Obrad, no por el alimento perecedero, sino por el alimento que permanece para vida eterna.
Fe y esperanza son dos caras de la misma moneda. Una moneda que es el tesoro escondido o la perla preciosa, que consiste en tener puesta nuestra confianza en Dios, fuera de nosotros mismos. Esa confianza que, aplicada al hoy, se llama fe; esa confianza que, aplicada al mañana, se llama esperanza. Por eso que el verdadero creyente vive con sus manos bien ocupadas en el hoy, mientras tiene sus ojos puestos en el mañana.
Le preguntaron: ¿Qué tenemos que hacer para trabajar en las obras de Dios?
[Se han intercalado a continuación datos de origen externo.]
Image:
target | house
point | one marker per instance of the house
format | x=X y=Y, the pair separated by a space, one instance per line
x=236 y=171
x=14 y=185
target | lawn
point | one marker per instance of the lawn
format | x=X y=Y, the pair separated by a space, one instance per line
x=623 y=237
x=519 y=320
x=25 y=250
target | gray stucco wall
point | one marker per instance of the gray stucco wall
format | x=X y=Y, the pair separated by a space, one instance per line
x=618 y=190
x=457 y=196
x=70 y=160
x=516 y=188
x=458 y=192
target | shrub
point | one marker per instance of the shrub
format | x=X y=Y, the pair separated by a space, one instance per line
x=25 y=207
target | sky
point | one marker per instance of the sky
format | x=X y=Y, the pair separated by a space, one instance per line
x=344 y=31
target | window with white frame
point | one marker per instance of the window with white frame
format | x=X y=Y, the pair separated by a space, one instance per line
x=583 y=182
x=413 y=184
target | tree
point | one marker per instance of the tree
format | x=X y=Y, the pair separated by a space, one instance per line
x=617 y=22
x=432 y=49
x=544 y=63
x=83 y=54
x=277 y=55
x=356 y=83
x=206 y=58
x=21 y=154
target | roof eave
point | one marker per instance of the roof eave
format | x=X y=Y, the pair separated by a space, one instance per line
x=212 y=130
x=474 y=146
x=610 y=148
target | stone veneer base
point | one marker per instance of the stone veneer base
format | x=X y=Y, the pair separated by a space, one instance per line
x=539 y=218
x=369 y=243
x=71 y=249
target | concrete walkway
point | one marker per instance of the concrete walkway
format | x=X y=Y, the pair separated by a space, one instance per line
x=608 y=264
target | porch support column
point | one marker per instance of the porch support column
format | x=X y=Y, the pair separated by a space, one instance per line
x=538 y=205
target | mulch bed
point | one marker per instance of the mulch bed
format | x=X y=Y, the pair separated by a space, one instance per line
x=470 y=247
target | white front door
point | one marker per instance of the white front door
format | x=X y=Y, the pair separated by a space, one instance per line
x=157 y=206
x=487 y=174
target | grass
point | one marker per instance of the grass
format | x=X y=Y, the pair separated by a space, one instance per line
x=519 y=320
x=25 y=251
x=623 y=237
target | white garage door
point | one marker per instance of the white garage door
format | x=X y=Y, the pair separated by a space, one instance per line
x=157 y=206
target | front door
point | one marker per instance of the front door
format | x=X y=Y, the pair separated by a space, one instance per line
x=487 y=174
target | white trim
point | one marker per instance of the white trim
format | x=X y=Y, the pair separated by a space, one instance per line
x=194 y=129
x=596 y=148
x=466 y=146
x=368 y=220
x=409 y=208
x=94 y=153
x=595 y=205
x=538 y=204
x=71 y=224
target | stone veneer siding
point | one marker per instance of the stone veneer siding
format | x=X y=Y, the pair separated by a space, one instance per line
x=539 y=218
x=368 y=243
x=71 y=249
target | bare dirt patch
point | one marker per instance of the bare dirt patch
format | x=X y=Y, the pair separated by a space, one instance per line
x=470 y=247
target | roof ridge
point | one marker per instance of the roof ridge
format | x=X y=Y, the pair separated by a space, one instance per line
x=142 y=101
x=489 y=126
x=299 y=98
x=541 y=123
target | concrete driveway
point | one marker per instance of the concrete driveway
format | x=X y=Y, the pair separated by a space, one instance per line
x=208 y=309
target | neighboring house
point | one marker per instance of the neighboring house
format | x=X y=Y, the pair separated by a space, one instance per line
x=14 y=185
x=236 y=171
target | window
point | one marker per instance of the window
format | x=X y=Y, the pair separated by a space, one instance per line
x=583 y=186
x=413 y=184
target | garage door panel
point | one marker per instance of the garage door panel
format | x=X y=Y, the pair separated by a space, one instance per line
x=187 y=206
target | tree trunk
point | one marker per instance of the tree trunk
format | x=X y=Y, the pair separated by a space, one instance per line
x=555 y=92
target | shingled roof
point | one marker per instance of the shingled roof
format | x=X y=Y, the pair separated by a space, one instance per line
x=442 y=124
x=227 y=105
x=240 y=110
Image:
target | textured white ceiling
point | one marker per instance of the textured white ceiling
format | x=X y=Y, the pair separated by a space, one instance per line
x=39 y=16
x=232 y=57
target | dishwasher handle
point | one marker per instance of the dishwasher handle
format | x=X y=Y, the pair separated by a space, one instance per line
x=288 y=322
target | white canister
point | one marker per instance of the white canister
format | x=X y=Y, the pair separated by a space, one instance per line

Jesús les contestó: La obra de Dios consiste en que creáis a Aquél que Él envió.
La gente sigue a Jesús entusiasmada; acaban de ser testigos del milagro de la multiplicación de los panes y los peces. Pero es un seguimiento superficial, por interesado. Jesús les anima a pensar en un pan superior al que satisface el estómago. Ellos quieren saber qué hay que hacer para encontrar el alimento que sacia definitivamente.
Yo soy el pan de la vida: el que acude a mí no pasará hambre, el que cree en mí no pasará nunca sed.
Quienes aquel día escucharon a Jesús, no le entendieron. Es más, sus palabras les escandalizaron; tanto que mayoría de ellos se marcharon: Muchos de sus discípulos se volvieron atrás y ya no andaban con Él (Jn 6, 66).
Nosotros no nos marchamos. Al contrario, nos acercamos con frecuencia a recibir la Eucaristía muy devotamente. Pero, ¿estamos seguros de haberle entendido? Porque, aunque creamos que sí le hemos entendido, no le entenderemos mientras nuestras comuniones sean actos intimistas de devoción que no producen los frutos que Él busca en nosotros: los frutos del amor a los prójimos. Y nunca acabaremos de entenderle mientras no pongamos junto al pan de la Eucaristía el pan del Evangelio.